PPFAS Mutual Fund has cut the total expense ratio on the Parag Parikh Long Term Value Fund by 20 basis points from January 1. The expense ratio now stands at 1.80 per cent per annum for the direct plan and 2.30 per cent per annum for regular plan, the fund house said.
The fund had a TER of 2.80 per cent on its regular plan and 2.22 per cent on its direct plan on December 31.
Parag Parikh Long Term Value Fund (PLTVF) is an open-ended equity oriented scheme with the flexibility to invest a minimum 65 per cent in Indian equities and up to 35 per cent in overseas equity securities and domestic debt/money market securities.
The monthly factsheet of the scheme said no new stocks entered into or old ones exited from its portfolio. The top three holdings of the scheme were: Alphabet (12.82 per cent), Bajaj Holdings (7.50 per cent) and HDFC Bank (7.41 per cent).

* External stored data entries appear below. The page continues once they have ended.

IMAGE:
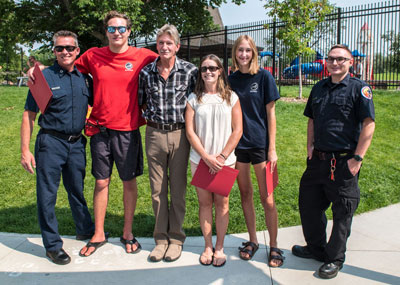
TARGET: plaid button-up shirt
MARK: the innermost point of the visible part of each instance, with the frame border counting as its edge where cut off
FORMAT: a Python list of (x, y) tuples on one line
[(166, 99)]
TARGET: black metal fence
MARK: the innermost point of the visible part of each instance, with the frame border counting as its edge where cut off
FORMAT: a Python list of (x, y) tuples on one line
[(371, 31)]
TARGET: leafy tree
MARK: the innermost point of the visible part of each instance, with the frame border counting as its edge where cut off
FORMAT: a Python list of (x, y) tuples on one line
[(301, 18), (394, 47), (9, 37), (39, 19)]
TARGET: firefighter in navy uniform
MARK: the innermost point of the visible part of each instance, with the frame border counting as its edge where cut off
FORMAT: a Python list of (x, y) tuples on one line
[(340, 129), (60, 146)]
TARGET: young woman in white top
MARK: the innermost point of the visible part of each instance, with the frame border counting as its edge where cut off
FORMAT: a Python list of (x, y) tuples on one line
[(213, 128)]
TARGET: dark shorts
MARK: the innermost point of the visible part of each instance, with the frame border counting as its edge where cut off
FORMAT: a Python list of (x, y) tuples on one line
[(125, 148), (253, 155)]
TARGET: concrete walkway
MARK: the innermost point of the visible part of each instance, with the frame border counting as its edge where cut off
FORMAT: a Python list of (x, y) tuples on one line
[(373, 257)]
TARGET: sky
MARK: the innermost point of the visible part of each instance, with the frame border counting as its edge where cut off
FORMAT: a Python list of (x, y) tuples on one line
[(253, 10)]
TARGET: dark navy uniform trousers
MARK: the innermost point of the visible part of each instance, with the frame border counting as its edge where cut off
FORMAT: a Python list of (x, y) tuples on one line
[(317, 193), (56, 157)]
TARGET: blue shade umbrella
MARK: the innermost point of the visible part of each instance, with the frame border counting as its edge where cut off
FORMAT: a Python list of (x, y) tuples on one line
[(356, 53)]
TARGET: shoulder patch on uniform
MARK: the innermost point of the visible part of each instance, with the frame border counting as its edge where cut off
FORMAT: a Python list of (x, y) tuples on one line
[(366, 92)]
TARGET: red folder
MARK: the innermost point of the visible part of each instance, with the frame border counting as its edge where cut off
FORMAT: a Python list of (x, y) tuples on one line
[(220, 183), (40, 89), (272, 178)]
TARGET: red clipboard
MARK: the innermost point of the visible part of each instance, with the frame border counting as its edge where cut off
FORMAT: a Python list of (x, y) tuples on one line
[(40, 89), (272, 178), (220, 183)]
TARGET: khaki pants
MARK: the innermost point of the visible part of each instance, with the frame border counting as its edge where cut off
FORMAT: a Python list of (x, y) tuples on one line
[(167, 158)]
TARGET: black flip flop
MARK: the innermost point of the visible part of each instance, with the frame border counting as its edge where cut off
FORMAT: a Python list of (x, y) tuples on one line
[(96, 245), (222, 264), (131, 242), (250, 252), (278, 256), (206, 264)]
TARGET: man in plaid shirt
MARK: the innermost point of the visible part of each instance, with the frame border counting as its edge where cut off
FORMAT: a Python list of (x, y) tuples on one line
[(164, 86)]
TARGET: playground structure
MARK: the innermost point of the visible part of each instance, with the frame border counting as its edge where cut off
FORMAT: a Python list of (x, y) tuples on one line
[(316, 68), (263, 60)]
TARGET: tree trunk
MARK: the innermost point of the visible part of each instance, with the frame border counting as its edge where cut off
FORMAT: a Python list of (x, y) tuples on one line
[(300, 79)]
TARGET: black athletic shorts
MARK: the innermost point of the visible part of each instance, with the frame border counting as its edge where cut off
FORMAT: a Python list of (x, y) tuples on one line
[(253, 155), (122, 147)]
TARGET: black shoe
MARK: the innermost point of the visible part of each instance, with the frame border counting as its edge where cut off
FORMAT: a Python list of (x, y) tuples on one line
[(58, 256), (84, 236), (330, 270)]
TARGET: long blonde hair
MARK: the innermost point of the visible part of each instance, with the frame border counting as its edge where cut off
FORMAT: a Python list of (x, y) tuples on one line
[(223, 87), (254, 66)]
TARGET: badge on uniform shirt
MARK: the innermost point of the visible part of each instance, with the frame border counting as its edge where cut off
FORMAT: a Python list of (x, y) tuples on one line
[(366, 92)]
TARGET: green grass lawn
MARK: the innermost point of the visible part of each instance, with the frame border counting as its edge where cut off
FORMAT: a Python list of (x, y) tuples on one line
[(379, 180)]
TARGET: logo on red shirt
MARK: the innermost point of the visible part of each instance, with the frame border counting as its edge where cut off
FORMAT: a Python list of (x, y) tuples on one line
[(128, 66), (366, 92)]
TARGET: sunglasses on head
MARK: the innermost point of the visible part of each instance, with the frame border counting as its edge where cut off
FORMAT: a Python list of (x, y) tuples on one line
[(61, 48), (112, 29), (210, 68), (339, 60)]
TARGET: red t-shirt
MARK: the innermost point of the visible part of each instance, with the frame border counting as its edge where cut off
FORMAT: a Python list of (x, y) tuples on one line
[(115, 83)]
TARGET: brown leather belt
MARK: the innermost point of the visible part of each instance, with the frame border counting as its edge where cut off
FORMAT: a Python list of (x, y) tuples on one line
[(68, 138), (328, 155), (166, 127)]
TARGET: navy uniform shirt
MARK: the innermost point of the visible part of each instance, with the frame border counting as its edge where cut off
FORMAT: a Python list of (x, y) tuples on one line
[(338, 111), (255, 92), (72, 91)]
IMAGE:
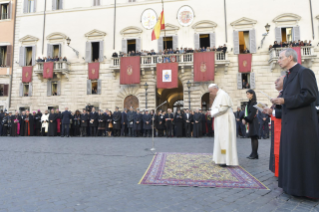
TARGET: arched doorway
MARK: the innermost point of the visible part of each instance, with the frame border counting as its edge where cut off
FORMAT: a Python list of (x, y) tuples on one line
[(207, 101), (131, 101), (171, 96)]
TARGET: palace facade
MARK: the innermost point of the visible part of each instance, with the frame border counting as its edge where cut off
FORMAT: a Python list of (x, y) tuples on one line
[(92, 30)]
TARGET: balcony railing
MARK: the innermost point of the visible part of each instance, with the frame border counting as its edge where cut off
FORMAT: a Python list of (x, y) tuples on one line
[(179, 58)]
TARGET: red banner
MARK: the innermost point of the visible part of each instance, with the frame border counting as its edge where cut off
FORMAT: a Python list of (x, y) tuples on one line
[(167, 75), (244, 63), (298, 50), (204, 66), (27, 74), (94, 69), (130, 70), (48, 70)]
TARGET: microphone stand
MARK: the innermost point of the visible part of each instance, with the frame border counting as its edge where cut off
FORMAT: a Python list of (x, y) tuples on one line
[(153, 120)]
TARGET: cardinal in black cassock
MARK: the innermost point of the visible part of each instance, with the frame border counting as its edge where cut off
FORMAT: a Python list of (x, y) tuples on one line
[(299, 143)]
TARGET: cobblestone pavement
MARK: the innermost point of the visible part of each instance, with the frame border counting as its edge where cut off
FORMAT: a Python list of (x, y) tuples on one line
[(102, 174)]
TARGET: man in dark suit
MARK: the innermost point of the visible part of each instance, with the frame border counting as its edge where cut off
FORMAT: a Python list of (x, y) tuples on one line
[(93, 122), (66, 116), (299, 143)]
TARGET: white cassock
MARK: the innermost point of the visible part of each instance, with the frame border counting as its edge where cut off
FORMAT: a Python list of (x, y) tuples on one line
[(225, 147), (45, 125)]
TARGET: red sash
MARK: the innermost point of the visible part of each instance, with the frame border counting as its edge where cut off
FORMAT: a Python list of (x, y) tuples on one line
[(277, 133)]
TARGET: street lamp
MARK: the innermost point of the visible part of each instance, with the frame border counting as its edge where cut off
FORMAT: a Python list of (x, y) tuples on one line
[(146, 87), (189, 85), (68, 41)]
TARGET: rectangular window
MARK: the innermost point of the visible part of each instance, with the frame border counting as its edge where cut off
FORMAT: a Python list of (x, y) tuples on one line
[(25, 89), (4, 11), (95, 51), (3, 57)]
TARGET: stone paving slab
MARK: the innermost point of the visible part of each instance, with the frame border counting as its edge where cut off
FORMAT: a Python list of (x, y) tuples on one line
[(102, 174)]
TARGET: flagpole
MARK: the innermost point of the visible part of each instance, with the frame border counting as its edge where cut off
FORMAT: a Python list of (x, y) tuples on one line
[(165, 26)]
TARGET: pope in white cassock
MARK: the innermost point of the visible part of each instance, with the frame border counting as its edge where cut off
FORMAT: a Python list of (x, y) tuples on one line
[(225, 149)]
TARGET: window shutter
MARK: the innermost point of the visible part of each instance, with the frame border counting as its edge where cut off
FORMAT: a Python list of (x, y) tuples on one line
[(99, 86), (53, 4), (21, 89), (88, 52), (49, 88), (9, 53), (49, 51), (160, 44), (124, 46), (9, 10), (278, 34), (239, 81), (138, 44), (89, 87), (212, 39), (30, 89), (175, 42), (252, 80), (5, 90), (33, 55), (101, 59), (61, 4), (25, 6), (60, 50), (196, 41), (236, 42), (252, 41), (296, 33), (59, 88), (21, 56)]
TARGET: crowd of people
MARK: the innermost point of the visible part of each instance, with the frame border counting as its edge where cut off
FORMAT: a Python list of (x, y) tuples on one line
[(132, 123), (290, 44), (170, 51)]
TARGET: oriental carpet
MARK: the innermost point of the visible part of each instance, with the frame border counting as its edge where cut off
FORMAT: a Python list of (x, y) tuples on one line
[(196, 169)]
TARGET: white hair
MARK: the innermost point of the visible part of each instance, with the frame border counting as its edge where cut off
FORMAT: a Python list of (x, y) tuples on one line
[(212, 86)]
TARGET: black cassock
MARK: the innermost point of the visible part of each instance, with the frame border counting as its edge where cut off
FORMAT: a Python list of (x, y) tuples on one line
[(52, 125), (197, 131), (178, 120), (299, 143)]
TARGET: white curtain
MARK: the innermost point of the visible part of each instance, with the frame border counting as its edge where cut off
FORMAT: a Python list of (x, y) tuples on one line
[(29, 57), (246, 37)]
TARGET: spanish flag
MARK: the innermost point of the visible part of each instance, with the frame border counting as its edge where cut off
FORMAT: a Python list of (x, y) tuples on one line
[(160, 25)]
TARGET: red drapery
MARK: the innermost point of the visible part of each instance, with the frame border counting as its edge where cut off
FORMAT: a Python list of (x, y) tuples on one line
[(277, 133), (130, 70), (167, 75), (27, 73), (244, 63), (48, 70), (94, 69), (204, 66), (298, 50)]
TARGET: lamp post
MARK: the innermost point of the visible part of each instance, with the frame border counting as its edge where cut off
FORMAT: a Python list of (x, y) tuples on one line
[(189, 84), (68, 41), (146, 87)]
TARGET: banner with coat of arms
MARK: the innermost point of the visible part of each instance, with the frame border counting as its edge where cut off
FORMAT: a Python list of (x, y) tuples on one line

The top 10 equity holdings comprise 61.30 per cent of the core portfolio. These include three stocks listed overseas (Alphabet, UPS and IBM). "Banks, internet & technology and finance make up the top three sectors, comprising 43.66 per cent of the portfolio," the fund said.
As at January 31, 2017, 65.42 per cent and 31.19 per cent of our portfolio is invested in Indian and foreign equities respectively, with the residual 3.39 per cent parked in cash equivalents, CBLO & fixed deposits.
The fund house also said that its investment stance does not depend much on the macro-economic situation but on individual companies. "We have about 3.39 per cent in cash holdings and arbitrage positions which can be deployed in long term investments at appropriate levels," it said.
PPFAS Mutual Fund also said that it is futile to predict market bottoms or tops or to time the market. "One's investment horizon should be long enough to ride out the volatility. A staggered investment over time or a Systematic Investment Plan (SIP) is always better than a lump sum investment," it added.